Anadolu'da Türk Varlığı Açısından Milli Mücadele ve Samsun - Son Dakika
Güncel

Anadolu'da Türk Varlığı Açısından Milli Mücadele ve Samsun

Anadolu\'da Türk Varlığı Açısından Milli Mücadele ve Samsun

Ondokuz Mayıs Üniversitesi (OMÜ) Fen-Edebiyat Fakültesi Tarih Bölümü; Cumhuriyetin kurucusu Mustafa Kemal Atatürk'ün Samsun'da Milli Mücadele meşalesini yaktığı tarih olan 19 Mayıs 1919'un 100.

27.02.2019 19:03

Ondokuz Mayıs Üniversitesi (OMÜ) Fen- Edebiyat Fakültesi Tarih Bölümü; Cumhuriyetin kurucusu Mustafa Kemal Atatürk'ün Samsun'da Milli Mücadele meşalesini yaktığı tarih olan 19 Mayıs 1919'un 100. yılı etkinlikleri kapsamında, "Anadolu'da Türk Varlığı Açısından Milli Mücadele ve Samsun" temalı konferansa imza attı.
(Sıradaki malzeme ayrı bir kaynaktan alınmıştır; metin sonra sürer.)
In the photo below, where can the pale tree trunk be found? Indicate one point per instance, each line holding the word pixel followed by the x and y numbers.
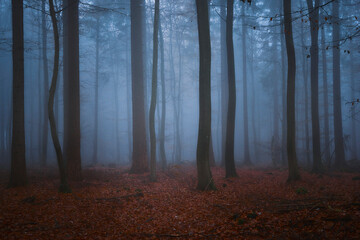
pixel 340 162
pixel 139 155
pixel 96 110
pixel 64 187
pixel 18 163
pixel 72 156
pixel 163 102
pixel 205 180
pixel 154 95
pixel 230 125
pixel 247 160
pixel 291 144
pixel 46 85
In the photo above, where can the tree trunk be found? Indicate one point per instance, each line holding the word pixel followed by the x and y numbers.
pixel 163 102
pixel 338 131
pixel 18 163
pixel 291 145
pixel 46 85
pixel 64 187
pixel 314 53
pixel 224 79
pixel 96 111
pixel 139 155
pixel 72 156
pixel 230 126
pixel 205 180
pixel 154 95
pixel 326 99
pixel 305 76
pixel 247 160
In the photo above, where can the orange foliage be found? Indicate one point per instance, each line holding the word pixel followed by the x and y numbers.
pixel 112 204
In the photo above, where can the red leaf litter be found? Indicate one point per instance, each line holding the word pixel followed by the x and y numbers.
pixel 113 204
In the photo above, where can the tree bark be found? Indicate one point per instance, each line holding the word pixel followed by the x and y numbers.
pixel 230 126
pixel 340 162
pixel 163 102
pixel 205 180
pixel 64 187
pixel 18 162
pixel 72 156
pixel 139 155
pixel 247 160
pixel 291 144
pixel 154 95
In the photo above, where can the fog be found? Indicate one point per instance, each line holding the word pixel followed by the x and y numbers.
pixel 104 28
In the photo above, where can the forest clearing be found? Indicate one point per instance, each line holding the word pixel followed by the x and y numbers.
pixel 110 203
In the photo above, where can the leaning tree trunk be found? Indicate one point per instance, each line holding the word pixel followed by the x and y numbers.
pixel 64 187
pixel 338 131
pixel 205 180
pixel 230 126
pixel 291 145
pixel 154 95
pixel 18 163
pixel 314 53
pixel 72 156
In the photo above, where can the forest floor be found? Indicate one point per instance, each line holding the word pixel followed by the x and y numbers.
pixel 110 203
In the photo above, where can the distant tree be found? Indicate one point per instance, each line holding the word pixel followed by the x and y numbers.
pixel 291 146
pixel 139 155
pixel 64 187
pixel 46 84
pixel 71 145
pixel 338 129
pixel 205 180
pixel 154 95
pixel 314 53
pixel 18 163
pixel 230 126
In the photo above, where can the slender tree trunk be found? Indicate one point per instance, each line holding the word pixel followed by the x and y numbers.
pixel 96 111
pixel 305 76
pixel 224 79
pixel 18 163
pixel 154 95
pixel 139 156
pixel 291 145
pixel 326 99
pixel 247 160
pixel 314 53
pixel 205 180
pixel 230 126
pixel 46 85
pixel 72 156
pixel 163 102
pixel 340 162
pixel 64 187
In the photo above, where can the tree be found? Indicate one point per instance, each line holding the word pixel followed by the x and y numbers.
pixel 154 95
pixel 64 187
pixel 205 180
pixel 18 163
pixel 163 102
pixel 71 144
pixel 247 160
pixel 139 155
pixel 338 131
pixel 291 146
pixel 46 84
pixel 314 53
pixel 230 126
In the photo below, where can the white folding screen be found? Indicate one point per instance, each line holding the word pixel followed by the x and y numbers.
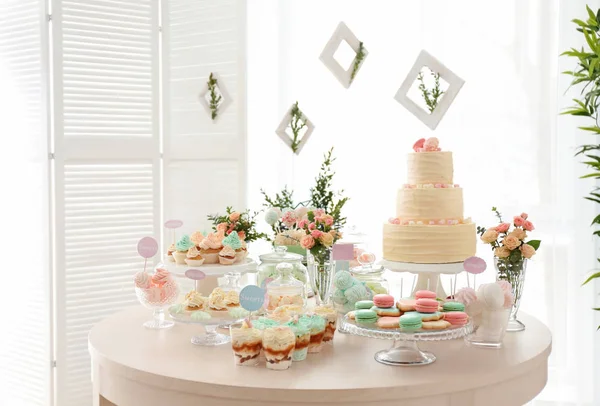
pixel 107 160
pixel 205 160
pixel 26 337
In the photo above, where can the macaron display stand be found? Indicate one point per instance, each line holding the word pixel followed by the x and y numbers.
pixel 405 350
pixel 212 272
pixel 428 274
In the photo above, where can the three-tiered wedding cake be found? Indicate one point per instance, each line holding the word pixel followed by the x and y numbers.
pixel 429 226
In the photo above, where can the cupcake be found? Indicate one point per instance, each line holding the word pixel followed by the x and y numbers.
pixel 182 247
pixel 193 257
pixel 232 299
pixel 197 238
pixel 331 316
pixel 278 345
pixel 317 331
pixel 227 255
pixel 302 333
pixel 194 301
pixel 246 342
pixel 216 300
pixel 170 252
pixel 210 247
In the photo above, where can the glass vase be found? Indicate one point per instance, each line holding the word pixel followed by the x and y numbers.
pixel 514 273
pixel 321 270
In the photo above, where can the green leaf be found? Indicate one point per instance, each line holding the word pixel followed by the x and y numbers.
pixel 592 277
pixel 534 243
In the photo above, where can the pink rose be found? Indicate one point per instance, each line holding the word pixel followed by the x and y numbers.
pixel 419 145
pixel 527 251
pixel 528 225
pixel 307 242
pixel 518 221
pixel 316 234
pixel 502 227
pixel 431 144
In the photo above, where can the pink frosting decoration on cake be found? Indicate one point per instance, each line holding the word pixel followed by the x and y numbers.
pixel 161 276
pixel 418 146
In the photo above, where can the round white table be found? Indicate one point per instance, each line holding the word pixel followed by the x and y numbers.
pixel 133 366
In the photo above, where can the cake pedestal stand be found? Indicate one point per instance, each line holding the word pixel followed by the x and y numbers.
pixel 405 349
pixel 428 274
pixel 212 272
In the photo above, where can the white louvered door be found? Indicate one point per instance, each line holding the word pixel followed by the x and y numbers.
pixel 106 71
pixel 204 161
pixel 25 335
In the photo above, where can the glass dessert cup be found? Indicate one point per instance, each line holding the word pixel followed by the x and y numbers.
pixel 405 349
pixel 158 306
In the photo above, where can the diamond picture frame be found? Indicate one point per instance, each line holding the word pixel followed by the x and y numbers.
pixel 455 83
pixel 281 130
pixel 225 98
pixel 342 33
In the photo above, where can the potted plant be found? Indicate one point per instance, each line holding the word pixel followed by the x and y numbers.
pixel 586 75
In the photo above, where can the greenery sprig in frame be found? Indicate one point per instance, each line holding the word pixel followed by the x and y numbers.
pixel 360 56
pixel 215 98
pixel 433 96
pixel 587 73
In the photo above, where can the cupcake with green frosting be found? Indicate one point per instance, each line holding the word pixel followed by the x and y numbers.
pixel 181 248
pixel 302 333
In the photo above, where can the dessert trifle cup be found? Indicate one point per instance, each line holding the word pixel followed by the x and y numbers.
pixel 278 345
pixel 246 342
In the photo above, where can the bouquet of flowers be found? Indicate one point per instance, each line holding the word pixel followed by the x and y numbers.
pixel 243 223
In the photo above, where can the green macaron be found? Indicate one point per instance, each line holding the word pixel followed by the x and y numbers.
pixel 454 307
pixel 365 316
pixel 410 322
pixel 363 304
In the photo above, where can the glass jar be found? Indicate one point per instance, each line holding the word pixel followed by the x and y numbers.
pixel 268 262
pixel 285 289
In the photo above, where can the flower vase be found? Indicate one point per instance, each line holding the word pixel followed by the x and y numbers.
pixel 514 273
pixel 321 270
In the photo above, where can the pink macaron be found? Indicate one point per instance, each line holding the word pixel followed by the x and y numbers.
pixel 456 318
pixel 384 301
pixel 427 305
pixel 425 294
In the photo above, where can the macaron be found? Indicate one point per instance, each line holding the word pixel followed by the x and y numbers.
pixel 454 307
pixel 363 304
pixel 425 294
pixel 456 318
pixel 427 305
pixel 365 316
pixel 383 300
pixel 410 322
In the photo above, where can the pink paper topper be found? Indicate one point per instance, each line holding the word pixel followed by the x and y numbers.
pixel 474 265
pixel 147 247
pixel 195 274
pixel 343 252
pixel 173 223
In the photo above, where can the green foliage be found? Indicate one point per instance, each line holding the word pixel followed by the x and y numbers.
pixel 246 223
pixel 215 99
pixel 360 56
pixel 587 75
pixel 297 124
pixel 322 195
pixel 432 96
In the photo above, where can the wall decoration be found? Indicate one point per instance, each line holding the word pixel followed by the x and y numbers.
pixel 296 122
pixel 343 33
pixel 214 97
pixel 429 89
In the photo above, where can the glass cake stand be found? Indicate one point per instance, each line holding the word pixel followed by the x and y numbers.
pixel 405 350
pixel 218 319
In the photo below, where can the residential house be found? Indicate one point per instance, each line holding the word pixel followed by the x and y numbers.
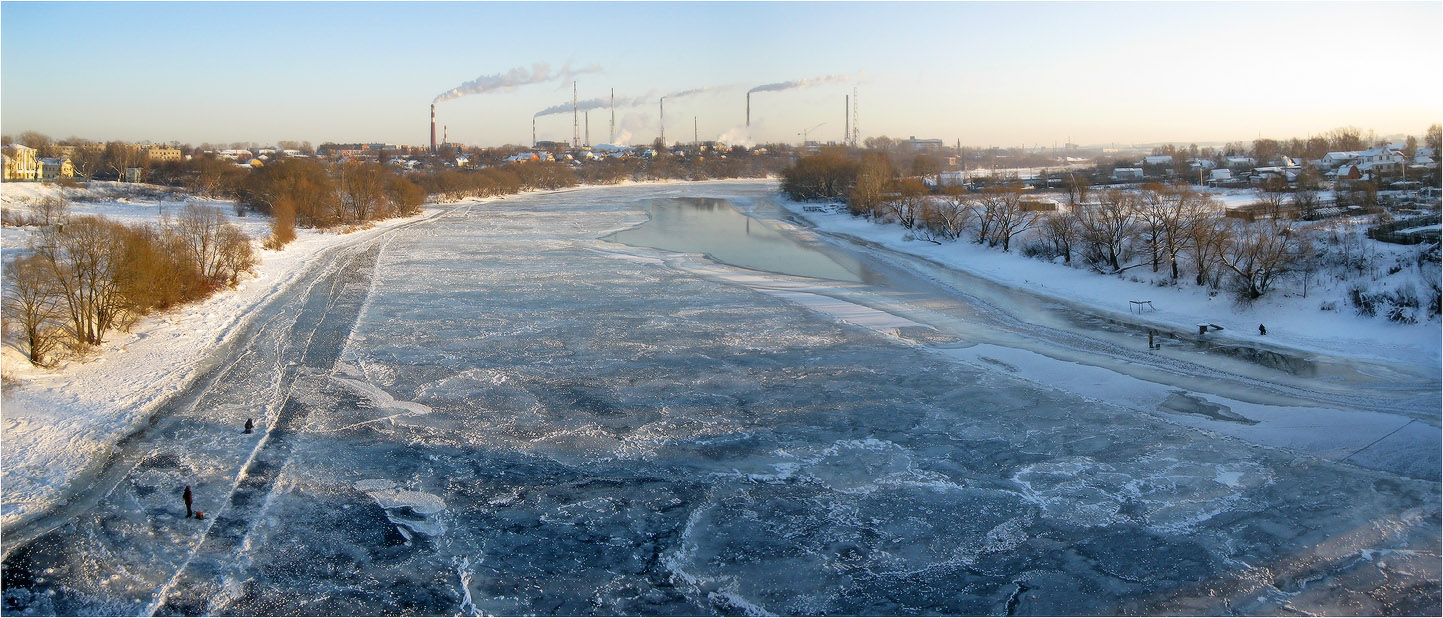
pixel 1339 158
pixel 162 153
pixel 20 163
pixel 56 168
pixel 924 145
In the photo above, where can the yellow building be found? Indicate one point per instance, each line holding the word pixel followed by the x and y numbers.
pixel 20 163
pixel 162 153
pixel 56 168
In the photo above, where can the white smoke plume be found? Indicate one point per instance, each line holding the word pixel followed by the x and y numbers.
pixel 800 84
pixel 694 91
pixel 592 104
pixel 511 80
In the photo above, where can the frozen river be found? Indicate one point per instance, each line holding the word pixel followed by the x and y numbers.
pixel 507 409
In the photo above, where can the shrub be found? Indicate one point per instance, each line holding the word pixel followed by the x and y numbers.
pixel 1365 303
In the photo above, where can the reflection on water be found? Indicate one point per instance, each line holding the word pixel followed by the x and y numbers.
pixel 715 228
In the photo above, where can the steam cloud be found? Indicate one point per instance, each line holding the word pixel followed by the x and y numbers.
pixel 592 104
pixel 689 93
pixel 540 72
pixel 798 84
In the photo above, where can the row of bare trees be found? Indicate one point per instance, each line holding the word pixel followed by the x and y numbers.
pixel 1165 227
pixel 310 194
pixel 84 276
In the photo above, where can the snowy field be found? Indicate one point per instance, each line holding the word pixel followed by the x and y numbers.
pixel 62 422
pixel 502 409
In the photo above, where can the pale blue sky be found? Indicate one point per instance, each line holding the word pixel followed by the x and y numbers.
pixel 979 72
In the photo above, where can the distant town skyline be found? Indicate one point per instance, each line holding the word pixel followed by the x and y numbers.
pixel 981 74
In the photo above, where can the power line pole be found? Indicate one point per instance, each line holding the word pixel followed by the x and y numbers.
pixel 856 129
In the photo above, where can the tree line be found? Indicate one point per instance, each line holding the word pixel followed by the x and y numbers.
pixel 1170 228
pixel 84 276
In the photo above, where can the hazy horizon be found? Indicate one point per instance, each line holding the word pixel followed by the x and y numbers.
pixel 983 74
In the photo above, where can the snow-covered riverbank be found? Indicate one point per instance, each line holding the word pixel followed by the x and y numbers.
pixel 61 422
pixel 1292 319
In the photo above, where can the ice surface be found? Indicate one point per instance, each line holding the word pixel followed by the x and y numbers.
pixel 661 435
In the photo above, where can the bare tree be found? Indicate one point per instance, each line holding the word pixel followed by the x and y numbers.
pixel 198 233
pixel 1077 186
pixel 1062 231
pixel 1165 211
pixel 1107 227
pixel 905 199
pixel 1272 195
pixel 32 305
pixel 1010 218
pixel 84 259
pixel 51 211
pixel 1345 139
pixel 1306 195
pixel 121 156
pixel 87 159
pixel 235 254
pixel 950 212
pixel 362 189
pixel 1207 236
pixel 866 194
pixel 1257 254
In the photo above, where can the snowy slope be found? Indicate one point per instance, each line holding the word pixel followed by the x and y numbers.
pixel 59 422
pixel 1292 319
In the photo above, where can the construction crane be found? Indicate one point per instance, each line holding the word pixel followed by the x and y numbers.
pixel 805 132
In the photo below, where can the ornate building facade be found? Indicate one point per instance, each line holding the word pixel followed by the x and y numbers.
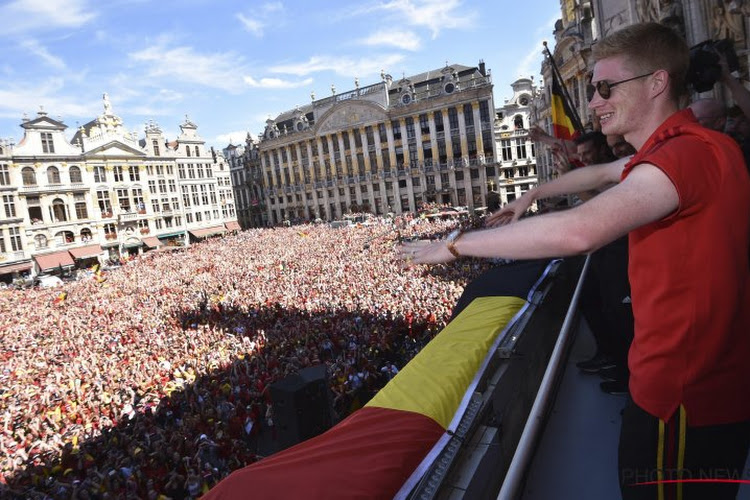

Fen-Edebiyat Fakültesi akademisyeni ve aynı zamanda Türk Tarih Kurumunda (TTK) Bilim Kurulu Üyesi olan Prof. Dr. İbrahim Tellioğlu'nun konuşmacı olduğu etkinlik, Fakülte bünyesindeki Fevzi Köksal Konferans Salonunda gerçekleşti. Fen-Edebiyat Fakültesi Dekanı Prof. Dr. Bekir Batı, Tarih Bölümü Başkanı Prof. Dr. Nedim İpek, öğretim elemanları ve kalabalık bir öğrenci topluluğu ise konferans katılımcısı olarak salonda yer aldı.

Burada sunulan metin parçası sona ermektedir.